価値観を踏まえた高齢者対策の必要性を示唆

 特別講演を行なった小川氏は,古稀を迎える高齢者はかつては全人口の1/4であったのが,現在は3/4までに増えており,「古稀」の名称が相応しくなくなったことや,日本だけの特徴である「ベビーブーマー(1947-1949年生まれの人)」によって,現在90歳以上の自動車免許取得者は2.4万人だが,2020年には120万人となると指摘。また,「給料から,配偶者手当,家族手当,通勤手当などがなくなる時代になる」と予測し,「価値観を踏まえた高齢者対策」の必要性を説いた。

医療制度改革試案をめぐって

 公開講座では,津島雄二氏(衆議院議員,前厚生大臣)が「21世紀の医療」と題し基調講演を行なった。氏は,厚生労働省が本年9月に提示した「医療制度改革試案-少子高齢社会に対応した医療制度の構築」を軸に,その概要を伝えるとともに,私見としながらも「試案は政府の文書としては問題をはらんでいる」と問題点を指摘。

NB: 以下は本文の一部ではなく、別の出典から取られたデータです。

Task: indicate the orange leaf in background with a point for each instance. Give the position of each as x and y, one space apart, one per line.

 試案は,日本の医療がめざすべき将来像として(1)患者の選択の尊重と情報提供,(2)質の高い効率的な医療提供体制,(3)国民の安心のための基盤づくりを掲げ,当面進めるべき施策としては,EBM(根拠に基づく医療)や医療のIT化(電子カルテ)の推進,広告規制の緩和,小児救急医療等の充実・確保などを課題にあげている。
 これらを踏まえ津島氏は,「財政の基盤づくりが重要であり,保険料算定の見なおしなどが必要。コスト・ベネフィットの認識を持つとともに,医療現場や専門職団体が声をあげていかなければ,改革にはならない」と述べ,試案が国会を通過することは難しいことを示唆した。

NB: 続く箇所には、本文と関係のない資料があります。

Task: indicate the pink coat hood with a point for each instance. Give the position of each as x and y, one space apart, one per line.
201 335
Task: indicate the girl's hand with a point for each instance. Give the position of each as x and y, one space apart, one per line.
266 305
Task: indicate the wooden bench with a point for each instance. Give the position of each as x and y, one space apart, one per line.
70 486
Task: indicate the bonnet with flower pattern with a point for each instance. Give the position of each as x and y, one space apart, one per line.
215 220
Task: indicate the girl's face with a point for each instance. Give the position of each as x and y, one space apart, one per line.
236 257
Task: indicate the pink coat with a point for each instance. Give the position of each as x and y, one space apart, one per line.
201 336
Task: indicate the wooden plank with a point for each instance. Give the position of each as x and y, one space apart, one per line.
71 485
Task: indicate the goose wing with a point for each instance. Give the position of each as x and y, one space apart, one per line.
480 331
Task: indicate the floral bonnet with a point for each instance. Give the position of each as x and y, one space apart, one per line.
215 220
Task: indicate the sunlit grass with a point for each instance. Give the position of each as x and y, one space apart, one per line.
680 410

 その後,看護職の立場から井部俊子氏(聖路加国際病院)が登壇。「診断・治療技術の進歩が複雑性を増す一方,夜間も日中と同様の治療が継続され,業務密度が高くなっている。また,入院期間短縮による患者の入れ替割が激しくなっている」などの医療現場の変化を提示した。その上で,「看護職は医療事故の当事者になることが多い」と述べ,聖路加国際病院における与薬エラー発生要因を報告するなど,リスクマネジメントを中心に発言。まとめに当たり氏は,「21世紀には,『忙しそう』と同情されるナース像が強調されるのではなく,婦長から『優秀なナースが多くて困ります』という苦情を聞きたい」との希望を述べた。

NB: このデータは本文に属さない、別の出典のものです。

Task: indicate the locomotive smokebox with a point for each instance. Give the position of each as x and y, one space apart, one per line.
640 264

 また,医師の視点からは木村佑介氏(木村病院,東京都医師会理事)が,医療を受ける側からは司会の渡辺氏が,それぞれの立場から発言。その後の討論では,患者の意識改革の必要性や,医療情報の共有化,医療の標準化などが話題となった(写真)。
 次回は,明年11月1-2日の両日,舟谷文男会長のもと,北九州市の北九州市国際会議場で開催される。